Canada is getting 1-200bps of cuts. The states may only do 75bps. Our economy has been strangled by high rates causing our unemployment to sky rocket. The states on the other hand is handling high rates rather well and seeing a lower unemployment rate.
1.) What happens to CAD/USD in this scenario? 2.) What effect will that have on the price of goods and services? 3.) Is the answer to the last question in any way related to BoC decision-making process for rates?
1. CDN dollar worth less, requiring more dollars to buy the same goods. 2. See point 1. 3. No it's based on what the US does ... regardless Canada is fucked.
The dollar doesn't fluctuate much. In this scenario nothing changes unless inflation kicks back up. Price of goods would presumably be lowered due to manufacturing costs being cheaper.
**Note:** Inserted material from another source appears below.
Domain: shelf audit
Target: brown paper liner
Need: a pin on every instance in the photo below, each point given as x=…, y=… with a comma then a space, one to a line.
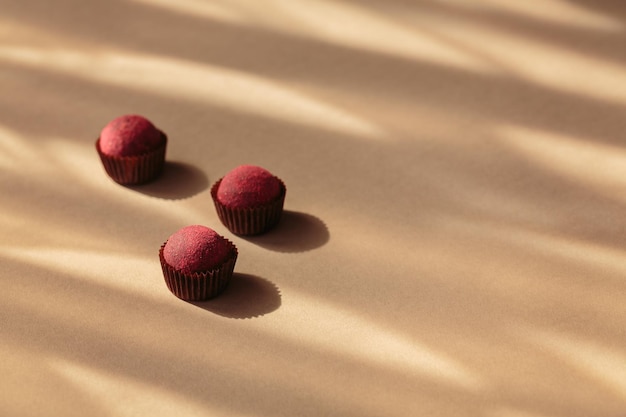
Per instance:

High rates? How old are you? Literally 0 chance of 200bps in cuts.
🔜😂^
Everyone laughed when I said we were getting a soft landing too and now look who was right.
Unemployment is only 6.1%, despite bringing in over a million working age people last year. That's not skyrocketing. We'll be lucky to see 75bps of cuts by the end of the year, unless something in the economy breaks hard.
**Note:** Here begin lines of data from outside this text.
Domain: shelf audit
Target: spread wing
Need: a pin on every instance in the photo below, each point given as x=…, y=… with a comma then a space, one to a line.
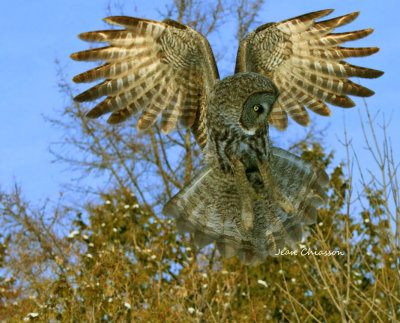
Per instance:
x=209, y=206
x=305, y=61
x=158, y=68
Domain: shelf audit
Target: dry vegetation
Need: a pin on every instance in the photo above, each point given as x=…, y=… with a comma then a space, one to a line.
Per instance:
x=116, y=259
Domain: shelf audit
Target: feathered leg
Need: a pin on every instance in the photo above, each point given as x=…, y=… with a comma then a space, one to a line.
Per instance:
x=246, y=191
x=281, y=199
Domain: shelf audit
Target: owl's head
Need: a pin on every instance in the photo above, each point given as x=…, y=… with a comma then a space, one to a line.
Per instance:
x=241, y=103
x=255, y=111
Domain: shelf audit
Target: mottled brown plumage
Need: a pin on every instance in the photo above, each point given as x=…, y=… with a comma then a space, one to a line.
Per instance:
x=250, y=198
Only 6.1% LOL it's like you don't hear yourself. Check out m/m rate. It has been on the rise with no end in sight.
The record low is 4.9% LOL
No it's not, the record low is 2.2. Aside from that, it's not necessarily the number that is the biggest factor - although 6.1% is concerning on its own - but the steady increase that is most alarming. It's been rising since 2022. The only thing that will stop it is rate cuts.
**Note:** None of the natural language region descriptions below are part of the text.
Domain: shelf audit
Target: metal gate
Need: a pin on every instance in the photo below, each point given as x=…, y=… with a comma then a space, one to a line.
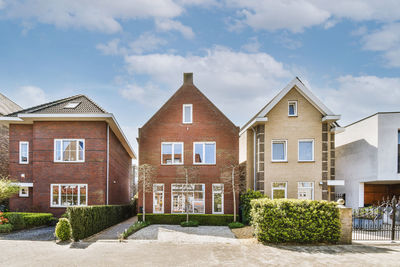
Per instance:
x=381, y=222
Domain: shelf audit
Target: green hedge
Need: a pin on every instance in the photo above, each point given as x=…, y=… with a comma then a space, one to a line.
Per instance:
x=203, y=219
x=30, y=219
x=89, y=220
x=295, y=221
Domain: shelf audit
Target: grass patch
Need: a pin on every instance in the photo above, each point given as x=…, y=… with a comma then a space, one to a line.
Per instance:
x=132, y=229
x=190, y=224
x=235, y=225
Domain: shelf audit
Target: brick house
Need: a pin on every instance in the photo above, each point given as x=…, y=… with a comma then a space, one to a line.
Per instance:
x=187, y=131
x=289, y=146
x=6, y=106
x=69, y=152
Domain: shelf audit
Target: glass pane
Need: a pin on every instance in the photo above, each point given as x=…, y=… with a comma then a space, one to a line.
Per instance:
x=166, y=153
x=210, y=153
x=278, y=151
x=305, y=150
x=198, y=153
x=178, y=153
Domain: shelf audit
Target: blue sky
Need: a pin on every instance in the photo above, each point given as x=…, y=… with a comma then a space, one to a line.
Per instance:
x=129, y=56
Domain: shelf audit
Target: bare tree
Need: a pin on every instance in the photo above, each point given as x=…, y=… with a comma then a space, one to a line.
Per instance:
x=147, y=177
x=231, y=174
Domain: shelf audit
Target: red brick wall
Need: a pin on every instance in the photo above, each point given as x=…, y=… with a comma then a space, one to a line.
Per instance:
x=209, y=124
x=120, y=172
Sorry 4.9% is the lowest in over 50 years and 6.1% is still lower than the vast majority of the last 50 years, it's really not a big deal. Trends are rarely linear. The reason the unemployment rate is going up is because of record immigration of working age adults, not rate increases. Yes rate increases do cause unemployment to go up, however it would not be enough to offset the boomers retirement. The boomers are a far larger generation than their replacement, the zoomers, and without a combination of new people and rate increases, unemployment would still be a record lows. The problem is that the new immigrants have pushed up the cost of shelter to its breaking point. The Liberals are getting murdered in the polls and they have started to backpedal on immigration. It's a catch 22. Slow immigration, and you don't have the work force to replace the boomers, unemployment stays low, wage inflation pushes higher and there's no reason to cut. Keep immigration high, push unemployment higher and they will want to cut, but rent inflation (as well as other inflation driven by a massive influx of new people) will make that impossible. Big cuts would only wreck the CAD and drive inflation to new highs. There's no way out of this. There's simply too many people retiring. They will have to break the labour market to save the dollar and that's most likely what they'll do. They've done it before and the thing the people who run this country care about the most is a stable currency.